Henry Peterson, son of the IB’s first Director General, tells Hayley Kirton about his memories of his father, Alec
If you were to ask somebody at an IB Global Centre who Alec Peterson was, they might tell you that he was one of the IB’s founders, its first Director General or one of the greatest modern-day champions of education reform. To Henry Peterson, Alec was known simply as Dad.
“He was an older father than many,” Henry recalls, as he sits at his desk – the same desk his father had in his own office and would spend days hunched over, tirelessly writing letters to obtain funding for the IB. “By the time I was born, he was 42 and had returned to England after a long period in India and Sri Lanka during the Second World War.”
Although Alec began his work in education in 1932, Henry believes his father’s time in the military shaped one of the IB’s fundamental principles. “It made international-mindedness very important to him,” says Henry. “For him, it had a lot to do with maintaining peace between nations.”
In 1958, Alec became the Director of the Department of Educational Studies at Oxford University. While there, he published a report criticizing the over-specialization of pre-university education. Alec was particularly opposed to the split between humanities and sciences.
Although Alec’s report was based on research by the Calouste Gulbenkian Foundation, a Portuguese charity, Henry thinks his father’s own experiences may also have been responsible for his strong views. “He felt his own education as a classicist had left him well-equipped to think about things like moral philosophy,” says Henry. “But it also left him under-prepared to combine this with the benefits of scientific method and analysis.”
Alec’s eagerness to avoid specialization had an impact on his children’s education too. Henry remembers being disappointed that he couldn’t study both history and zoology; his secondary school prevented students from mixing humanities and sciences by timetabling these lessons to clash. Alec would not stand for this and insisted that Henry should be allowed to study both. “The whole school timetable had to be restructured as a result,” recalls Henry. “The teacher in charge of the schedule was not happy! But I enjoyed working with those studying sciences as well as those taking humanities subjects. I like to think I was doing a primitive version of the IB.”
Alec would probably appreciate his son’s reflection. Although he was working full-time at Oxford University, Alec’s commitment to international education never dwindled. He frequently travelled during the 1950s and 1960s to meet other like-minded individuals. It was on one such trip to Geneva, Switzerland, that the IB came to life.
Outside the Café de Remor, Alec, along with Desmond Cole, Director of the United Nations International School in New York, USA, and Harlan Hanson, Director of the US-based College Board’s Advanced Placement Program, discussed their vision. They agreed that someone was needed to lead their cause full time, and because Alec had a six-month sabbatical from Oxford coming up, he was chosen for the position.

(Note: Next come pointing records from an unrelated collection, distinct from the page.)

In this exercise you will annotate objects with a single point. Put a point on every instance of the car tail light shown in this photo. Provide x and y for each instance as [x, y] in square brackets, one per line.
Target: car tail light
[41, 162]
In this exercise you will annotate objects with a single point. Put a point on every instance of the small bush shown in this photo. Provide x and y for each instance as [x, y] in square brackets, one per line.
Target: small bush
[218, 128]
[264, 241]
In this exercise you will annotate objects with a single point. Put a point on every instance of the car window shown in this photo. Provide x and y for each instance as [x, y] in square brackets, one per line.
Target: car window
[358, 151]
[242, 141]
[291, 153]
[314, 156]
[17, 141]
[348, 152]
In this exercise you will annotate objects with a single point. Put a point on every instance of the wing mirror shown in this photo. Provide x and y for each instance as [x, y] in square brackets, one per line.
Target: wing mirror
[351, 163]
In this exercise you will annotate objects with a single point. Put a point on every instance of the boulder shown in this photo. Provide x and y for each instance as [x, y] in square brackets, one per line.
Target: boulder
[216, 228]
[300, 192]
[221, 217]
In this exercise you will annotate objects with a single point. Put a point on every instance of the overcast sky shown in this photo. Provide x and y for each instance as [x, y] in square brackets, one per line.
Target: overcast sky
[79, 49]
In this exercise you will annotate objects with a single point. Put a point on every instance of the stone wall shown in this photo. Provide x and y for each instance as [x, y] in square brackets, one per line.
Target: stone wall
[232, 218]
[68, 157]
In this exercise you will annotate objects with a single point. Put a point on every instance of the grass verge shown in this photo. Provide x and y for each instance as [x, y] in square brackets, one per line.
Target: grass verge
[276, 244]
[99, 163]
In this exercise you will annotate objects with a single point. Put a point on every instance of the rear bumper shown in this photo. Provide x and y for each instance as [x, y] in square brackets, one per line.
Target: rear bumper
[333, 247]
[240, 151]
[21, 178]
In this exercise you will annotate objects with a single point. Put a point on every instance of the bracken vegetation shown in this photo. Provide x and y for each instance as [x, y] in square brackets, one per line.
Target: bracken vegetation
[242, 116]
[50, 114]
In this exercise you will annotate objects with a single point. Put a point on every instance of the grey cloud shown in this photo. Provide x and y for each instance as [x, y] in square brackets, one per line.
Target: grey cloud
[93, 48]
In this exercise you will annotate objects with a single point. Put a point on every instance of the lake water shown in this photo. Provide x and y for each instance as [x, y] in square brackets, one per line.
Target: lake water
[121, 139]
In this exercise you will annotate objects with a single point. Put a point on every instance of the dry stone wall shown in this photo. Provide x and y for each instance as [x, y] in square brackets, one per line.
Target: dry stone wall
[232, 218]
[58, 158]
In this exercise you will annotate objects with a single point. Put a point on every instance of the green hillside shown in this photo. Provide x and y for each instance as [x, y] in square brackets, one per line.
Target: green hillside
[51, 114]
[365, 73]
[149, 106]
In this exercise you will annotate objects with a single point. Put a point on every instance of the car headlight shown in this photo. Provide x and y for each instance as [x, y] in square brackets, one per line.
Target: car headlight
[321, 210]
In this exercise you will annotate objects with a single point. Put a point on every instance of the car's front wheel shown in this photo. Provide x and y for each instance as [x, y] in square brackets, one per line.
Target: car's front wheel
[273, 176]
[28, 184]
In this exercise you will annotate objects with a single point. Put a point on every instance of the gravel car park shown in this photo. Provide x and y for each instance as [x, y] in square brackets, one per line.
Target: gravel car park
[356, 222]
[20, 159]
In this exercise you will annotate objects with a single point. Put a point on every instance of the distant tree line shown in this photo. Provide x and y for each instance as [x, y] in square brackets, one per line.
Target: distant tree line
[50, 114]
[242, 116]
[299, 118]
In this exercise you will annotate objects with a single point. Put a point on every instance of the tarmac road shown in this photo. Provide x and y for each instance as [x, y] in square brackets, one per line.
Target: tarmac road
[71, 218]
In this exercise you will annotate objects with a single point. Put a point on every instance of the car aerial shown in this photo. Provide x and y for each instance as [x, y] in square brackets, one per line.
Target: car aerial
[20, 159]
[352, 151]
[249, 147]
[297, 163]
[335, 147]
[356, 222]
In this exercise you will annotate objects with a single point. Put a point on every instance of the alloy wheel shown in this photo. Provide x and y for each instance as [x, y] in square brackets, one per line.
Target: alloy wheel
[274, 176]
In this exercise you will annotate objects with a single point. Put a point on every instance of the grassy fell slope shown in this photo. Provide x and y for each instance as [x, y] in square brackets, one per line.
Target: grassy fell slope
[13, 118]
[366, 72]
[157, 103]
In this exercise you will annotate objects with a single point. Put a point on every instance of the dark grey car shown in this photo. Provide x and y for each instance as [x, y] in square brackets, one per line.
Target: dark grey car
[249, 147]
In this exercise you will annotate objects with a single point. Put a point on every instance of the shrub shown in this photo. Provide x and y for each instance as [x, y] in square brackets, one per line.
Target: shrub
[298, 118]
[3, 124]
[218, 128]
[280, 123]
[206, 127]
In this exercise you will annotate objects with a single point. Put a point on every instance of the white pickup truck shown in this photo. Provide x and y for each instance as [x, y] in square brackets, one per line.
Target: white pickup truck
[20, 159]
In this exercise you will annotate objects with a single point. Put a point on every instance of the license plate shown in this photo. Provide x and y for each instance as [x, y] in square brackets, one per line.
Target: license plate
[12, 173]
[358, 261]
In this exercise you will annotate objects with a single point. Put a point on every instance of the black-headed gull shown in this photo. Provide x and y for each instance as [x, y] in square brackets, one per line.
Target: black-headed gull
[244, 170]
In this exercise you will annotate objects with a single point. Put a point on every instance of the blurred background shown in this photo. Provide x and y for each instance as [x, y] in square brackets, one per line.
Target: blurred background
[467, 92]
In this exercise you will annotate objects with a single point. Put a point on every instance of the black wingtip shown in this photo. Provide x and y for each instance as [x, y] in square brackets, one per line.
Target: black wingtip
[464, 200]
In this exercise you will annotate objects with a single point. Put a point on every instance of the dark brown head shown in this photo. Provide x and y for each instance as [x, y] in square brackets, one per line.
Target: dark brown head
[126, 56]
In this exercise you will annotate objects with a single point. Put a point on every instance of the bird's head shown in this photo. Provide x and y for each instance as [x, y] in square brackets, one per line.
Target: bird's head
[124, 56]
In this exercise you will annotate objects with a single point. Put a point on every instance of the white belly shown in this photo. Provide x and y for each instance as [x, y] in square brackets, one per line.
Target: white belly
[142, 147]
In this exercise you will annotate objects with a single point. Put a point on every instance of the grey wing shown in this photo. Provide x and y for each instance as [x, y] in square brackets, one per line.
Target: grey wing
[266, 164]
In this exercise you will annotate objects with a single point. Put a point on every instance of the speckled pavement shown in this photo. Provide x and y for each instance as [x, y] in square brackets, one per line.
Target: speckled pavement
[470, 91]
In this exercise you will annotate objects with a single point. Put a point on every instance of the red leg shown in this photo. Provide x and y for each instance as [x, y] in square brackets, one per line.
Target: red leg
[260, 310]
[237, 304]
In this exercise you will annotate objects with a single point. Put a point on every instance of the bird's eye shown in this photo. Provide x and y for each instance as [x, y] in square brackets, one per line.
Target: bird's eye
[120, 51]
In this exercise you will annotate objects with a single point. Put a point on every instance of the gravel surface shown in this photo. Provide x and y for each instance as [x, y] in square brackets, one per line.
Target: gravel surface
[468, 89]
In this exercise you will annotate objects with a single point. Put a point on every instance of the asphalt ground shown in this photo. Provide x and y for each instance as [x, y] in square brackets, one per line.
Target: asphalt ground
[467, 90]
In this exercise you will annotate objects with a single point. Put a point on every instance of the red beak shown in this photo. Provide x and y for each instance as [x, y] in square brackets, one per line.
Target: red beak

That role would later become Director General of the IB, one that Alec continued to fulfil part time once he returned to Oxford. “I think my dad enjoyed all of his time with the IB, although it was tough for him,” says Henry. “He was 60 by then and the work involved a lot of travelling and fundraising, which can be disheartening when people are saying no or only donating tiny amounts.”
Alec retired as Director General in 1977. In later life, he passed his time by enjoying the company of his family. “Probably my fondest memories of my dad are of his last decade, when we spent holidays with him and my mother,” says Henry. “His first two grandchildren were on the scene by then – something which pleased him very much.”
Alec passed away in 1988 but his legacy is clear in the Peterson family’s career choices. Henry’s brother and sister both teach and Henry’s daughter Amelia works in international education. Henry himself opted to work in the public sector; recently he has been helping to improve links between local government and the UK’s National Health Service.
“Nobody in my family has ever shown any entrepreneurial streak or gone into business,” Henry says. “So none of us have ever made a lot of money, but we don’t mind. My parents taught us that your working life has to provide a sense that you have done something of use to the wider world. Otherwise work brings no real satisfaction.”
Alec’s legacy is also still strongly felt in the IB community. Peterson House is the home of the IB Assessment Centre in Cardiff, UK, and the biennial Peterson Symposium is held in his honour. Henry thinks Alec might be surprised by this but adds: “He would be very pleased to be seen as a father figure to the IB family.”
Henry himself has glowing praise for today’s IB programmes. “A lot more research and thought seems to go into the preparation of the IB programmes than even some national education systems,” he comments. “Schools and parents across the world need to be made more aware of this.”
But Henry thinks the person who would be the proudest supporter of today’s IB programmes would be Alec himself. “He would be happy that the original ideals have been maintained so strongly.
“Most of all, I think he would be astonished to find that a conversation he had outside a café in Geneva almost 50 years ago has led to the IB as it is today.”